I only wait till his villa is built, in order to send to my architect and
say, Build me a villa at least twice as grand as M. Louvier's, then clear
away the forest trees, so that every morning he may see my palace
dwarfing into insignificance his own."

"Bravo!" cried Lemercier, clapping his hands. Lemercier had the spirit
of party, and felt for Duplessis against Louvier much as in England Whig
feels against Tory, or vice versa.

"Perhaps now," resumed Duplessis, more soberly,--"perhaps now, M. le
Marquis, you may understand why I humiliate you by no sense of obligation
if I say that M. Louvier shall not be the Seigneur de Rochebriant if I
can help it. Give me a line of introduction to your Breton lawyer and to
Mademoiselle your aunt--let me have your letters early to-morrow. I will
take the afternoon train. I know not how many days I may be absent, but
I shall not return till I have carefully examined the nature and
conditions of your property. If I see my way to save your estate, and
give a _mauvais quart d'heure_ to Louvier, so much the better for you, M.
le Marquis; if I cannot, I will say frankly, 'Make the best terms you can
with your creditor.'" "Nothing can be more delicately generous than the
way you put it," said Alain; "but pardon me, if I say that the pleasantry
with which you narrate your grudge against M. Louvier does not answer its
purpose in diminishing my sense of obligation." So, linking his arm in
Lemercier's, Alain made his bow and withdrew.

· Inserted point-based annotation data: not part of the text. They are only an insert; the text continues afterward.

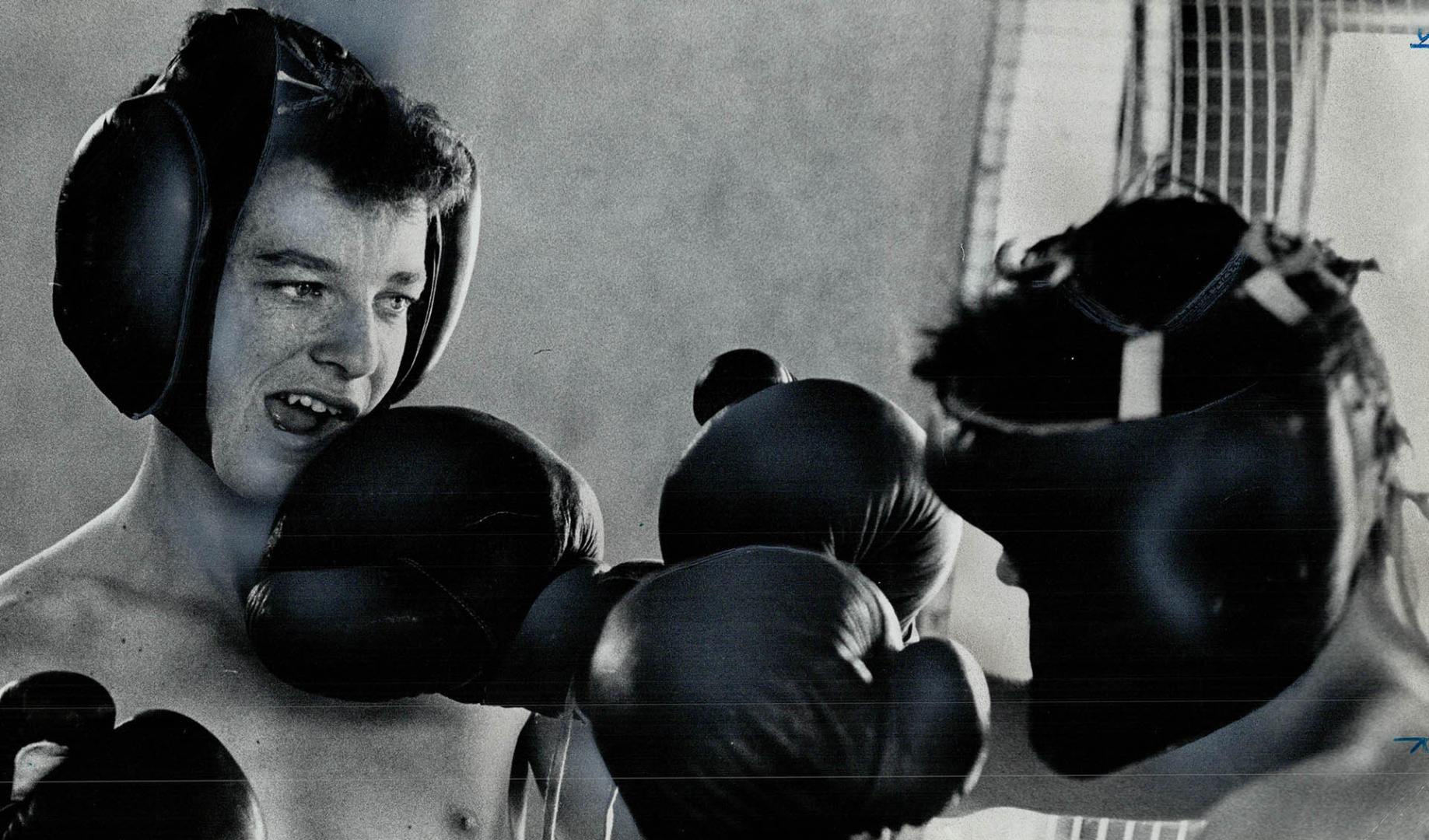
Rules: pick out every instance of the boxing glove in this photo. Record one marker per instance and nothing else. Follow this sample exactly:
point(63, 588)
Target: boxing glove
point(156, 776)
point(408, 553)
point(734, 376)
point(818, 464)
point(765, 691)
point(549, 655)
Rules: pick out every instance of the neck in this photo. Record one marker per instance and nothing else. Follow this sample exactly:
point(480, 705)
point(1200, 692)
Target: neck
point(1364, 688)
point(209, 537)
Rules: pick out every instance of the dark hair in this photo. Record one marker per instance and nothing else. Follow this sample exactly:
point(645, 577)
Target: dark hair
point(1035, 343)
point(377, 145)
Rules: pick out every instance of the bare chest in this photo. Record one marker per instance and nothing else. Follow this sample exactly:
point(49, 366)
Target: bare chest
point(422, 768)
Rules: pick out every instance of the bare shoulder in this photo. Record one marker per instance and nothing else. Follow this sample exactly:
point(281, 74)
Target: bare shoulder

When his guests had gone, Duplessis remained seated in meditation--
apparently pleasant meditation, for he smiled while indulging it; he then
passed through the reception-rooms to one at the far end appropriated to
Valerie as a boudoir or morning-room, adjoining her bed-chamber; he
knocked gently at the door, and, all remaining silent within, he opened
it noiselessly and entered. Valerie was reclining on the sofa near the
window-her head drooping, her hands clasped on her knees. Duplessis
neared her with tender stealthy steps, passed his arm round her, and drew
her head towards his bosom. "Child!" he murmured; "my child, my only
one!"

At that soft loving voice, Valerie flung her arms round him, and wept
aloud like an infant in trouble. He seated himself beside her, and
wisely suffered her to weep on, till her passion had exhausted itself;
he then said, half fondly, half chillingly: "Have you forgotten our
conversation only three days ago? Have you forgotten that I then drew
forth the secret of your heart? Have you forgotten what I promised you
in return for your confidence? and a promise to you have I ever yet
broken?"

"Father! father! I am so wretched and so ashamed of myself for being
wretched! Forgive me. No, I do not forget your promise; but who can
promise to dispose of the heart of another? and that heart will never be
mine. But bear with me a little, I shall soon recover."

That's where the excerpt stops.